A Montessori primary program is a multi-aged pre-school and kindergarten program. During this full cycle of 3-4 years (depending on a child's birth date), children are guided towards the acquisition of social, intellectual and practical skills that foster caring, self-confidence and independence.

Children begin at two years, nine months and stay in the program until they complete their kindergarten year and are ready to enter the first grade. It is during this period that the child acquires skills and knowledge at a rate that is never again seen in his lifetime. The young child needs to be actively involved in order for the learning process to take place. This is not a time for children to sit and listen. A child of three seeks to become independent. Often one hears the young child say, “Let me do it myself!” Children also want to imitate the adults around them. They need to practice the self-help skills that are necessary to help them grow into independent individuals.

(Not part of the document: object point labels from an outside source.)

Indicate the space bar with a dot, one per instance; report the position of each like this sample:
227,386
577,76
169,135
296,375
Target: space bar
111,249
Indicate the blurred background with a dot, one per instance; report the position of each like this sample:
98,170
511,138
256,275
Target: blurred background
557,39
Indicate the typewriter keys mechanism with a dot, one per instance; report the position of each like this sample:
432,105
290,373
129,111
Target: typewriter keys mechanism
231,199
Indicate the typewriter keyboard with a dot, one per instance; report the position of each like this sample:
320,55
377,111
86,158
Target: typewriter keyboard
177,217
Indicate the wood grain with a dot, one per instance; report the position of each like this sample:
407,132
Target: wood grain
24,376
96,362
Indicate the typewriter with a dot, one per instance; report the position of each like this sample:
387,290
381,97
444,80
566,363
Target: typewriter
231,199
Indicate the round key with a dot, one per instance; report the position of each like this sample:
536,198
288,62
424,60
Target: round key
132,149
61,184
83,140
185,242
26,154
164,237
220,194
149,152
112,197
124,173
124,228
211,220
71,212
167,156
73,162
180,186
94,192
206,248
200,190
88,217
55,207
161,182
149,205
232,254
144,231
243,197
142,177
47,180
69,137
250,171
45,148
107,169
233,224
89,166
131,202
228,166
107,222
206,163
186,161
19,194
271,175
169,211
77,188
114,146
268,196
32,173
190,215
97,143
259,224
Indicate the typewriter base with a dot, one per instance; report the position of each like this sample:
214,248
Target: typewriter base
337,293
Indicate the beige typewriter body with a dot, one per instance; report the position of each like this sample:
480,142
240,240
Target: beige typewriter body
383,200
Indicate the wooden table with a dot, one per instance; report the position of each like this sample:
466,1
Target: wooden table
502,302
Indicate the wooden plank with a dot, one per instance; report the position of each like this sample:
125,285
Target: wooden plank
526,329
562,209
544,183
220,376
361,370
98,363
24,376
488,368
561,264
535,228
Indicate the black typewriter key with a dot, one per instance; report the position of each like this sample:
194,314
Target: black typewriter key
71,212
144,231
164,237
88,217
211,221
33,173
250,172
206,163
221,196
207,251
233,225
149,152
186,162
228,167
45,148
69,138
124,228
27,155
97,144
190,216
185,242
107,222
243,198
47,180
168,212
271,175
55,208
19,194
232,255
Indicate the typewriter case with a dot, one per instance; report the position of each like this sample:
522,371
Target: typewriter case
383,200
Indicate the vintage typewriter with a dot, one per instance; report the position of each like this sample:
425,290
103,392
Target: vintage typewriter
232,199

The class environment is carefully prepared to encourage movement, sensorial exploration and independence. The children are introduced to progressively challenging activities in practical life, sensorial, language, math and cultural areas of the environment. Most lessons are given individually, allowing children to progress at their own pace and leave the primary program with refined concentration skills, self confidence, and a joy for learning.

Practical Life

Practical Life is often considered the heart of a Montessori classroom. Young children’s strong urges to become more independent will guide them to practice real life skills such as pouring, buttoning and zipping. Observing in a primary classroom, one will see children washing a table, polishing a piece of silver or squeezing an orange for morning snack. These activities allow the children to fully engage their bodies while developing stronger levels of concentration. Practicing these skills result in refined motor skills, improved concentration and an increased level of independence.

Sensorial Materials

These materials allow our young explorers to refine their sense perceptions through matching, grading and classifying sensory experiences. All five senses are explored: visual, auditory, tactile, gustatory, and olfactory. These exercises assist the child in the development of his intelligence, helping the mind to organize and categorize these sensory perceptions. This serves as building blocks for later studies in language, mathematics and geometry.

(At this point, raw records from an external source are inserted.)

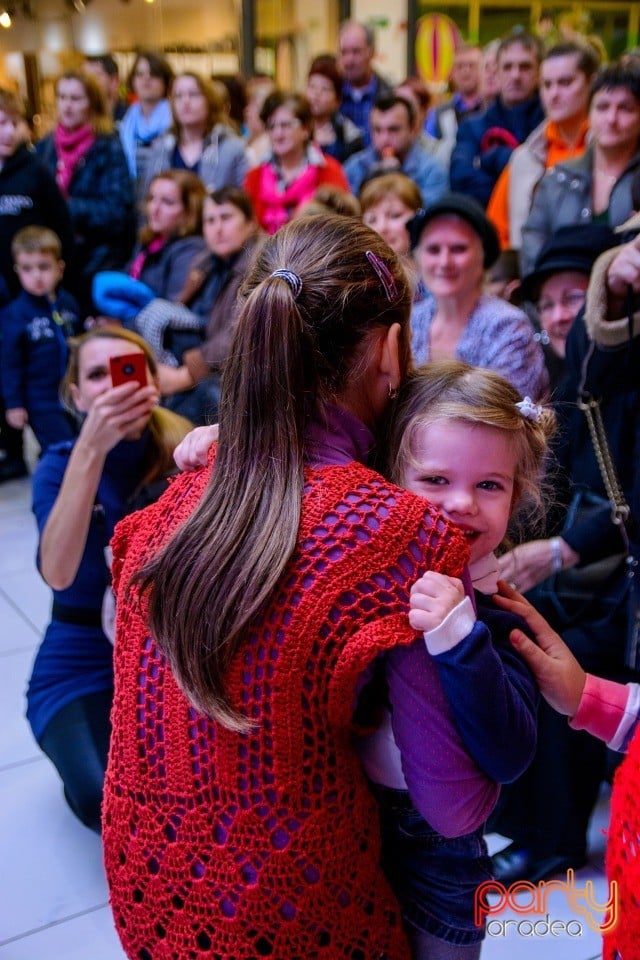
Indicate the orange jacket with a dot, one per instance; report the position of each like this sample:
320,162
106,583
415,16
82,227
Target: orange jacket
554,150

Children are introduced to the concepts of math through concrete experiences. They learn by manipulating physical representations of abstract concepts, something very unique to Montessori classrooms. This gives the child the opportunity to physically experience math operations such as addition and subtraction and serves as a foundation for later memorization of math facts. After learning numbers one to nine, children work on teens and tens, alongside number chains up to one thousand. Later children are introduced to all the operations of math with the “golden beads” and begin work with the memorization of math facts. Telling time and introduction to fractions round out the curriculum.

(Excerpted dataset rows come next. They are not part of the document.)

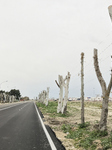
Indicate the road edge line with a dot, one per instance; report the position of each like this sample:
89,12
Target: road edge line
53,147
9,107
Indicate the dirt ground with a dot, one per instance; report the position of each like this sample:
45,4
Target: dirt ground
92,115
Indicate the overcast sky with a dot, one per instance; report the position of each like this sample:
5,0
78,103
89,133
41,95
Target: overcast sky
41,39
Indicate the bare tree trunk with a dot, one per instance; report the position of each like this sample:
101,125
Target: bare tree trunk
66,85
110,11
82,88
105,93
60,85
47,96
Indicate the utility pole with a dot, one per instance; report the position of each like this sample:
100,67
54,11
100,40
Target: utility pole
82,88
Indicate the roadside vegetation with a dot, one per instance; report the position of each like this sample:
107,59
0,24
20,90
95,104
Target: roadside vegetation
84,136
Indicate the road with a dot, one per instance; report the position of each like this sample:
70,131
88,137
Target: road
21,128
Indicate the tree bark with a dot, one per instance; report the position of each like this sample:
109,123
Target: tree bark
66,85
82,89
110,11
105,93
59,108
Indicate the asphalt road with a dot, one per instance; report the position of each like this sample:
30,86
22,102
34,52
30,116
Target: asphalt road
21,128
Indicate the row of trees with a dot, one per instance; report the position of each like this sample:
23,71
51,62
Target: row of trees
62,103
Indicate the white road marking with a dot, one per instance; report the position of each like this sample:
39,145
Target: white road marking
23,107
46,132
9,107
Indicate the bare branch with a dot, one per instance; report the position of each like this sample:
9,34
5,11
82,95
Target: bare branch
98,73
109,87
57,83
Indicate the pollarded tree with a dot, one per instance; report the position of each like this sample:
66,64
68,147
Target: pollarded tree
105,92
15,93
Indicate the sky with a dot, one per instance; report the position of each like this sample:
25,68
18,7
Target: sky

The Montessori child is immersed in an environment rich in diverse language materials. Children begin phonemic awareness with activities where they learn the sounds of the alphabet. A wonderful game called the sound game highlights the initial, medial and final sounds of words, so important for early reading. Children work with sandpaper letters that help with muscular memory and move on to the moveable alphabet, a hands-on material that promotes writing. As they become proficient with making phonetic words, children are introduced to digraphs, diphthongs and sight words. Reading is a fun activity where children sound out and discover the written word. Later they are introduced to parts of speech, using exciting hand-on activities.

Cultural Studies

Children are introduced to many cultures through art, music and geography. Our diverse community is celebrated during a week long introduction of cultures found throughout the world in October. Children work with puzzle maps of all the continents, followed by language cards for early readers. Science is discovered through hands-on experiments where children learn basic scientific theories in biology chemistry and even physics! In music, children study harmony and melody, using a beautiful material called the bells. In art children learn outline, drawing and color, using creative materials of the teacher’s choosing.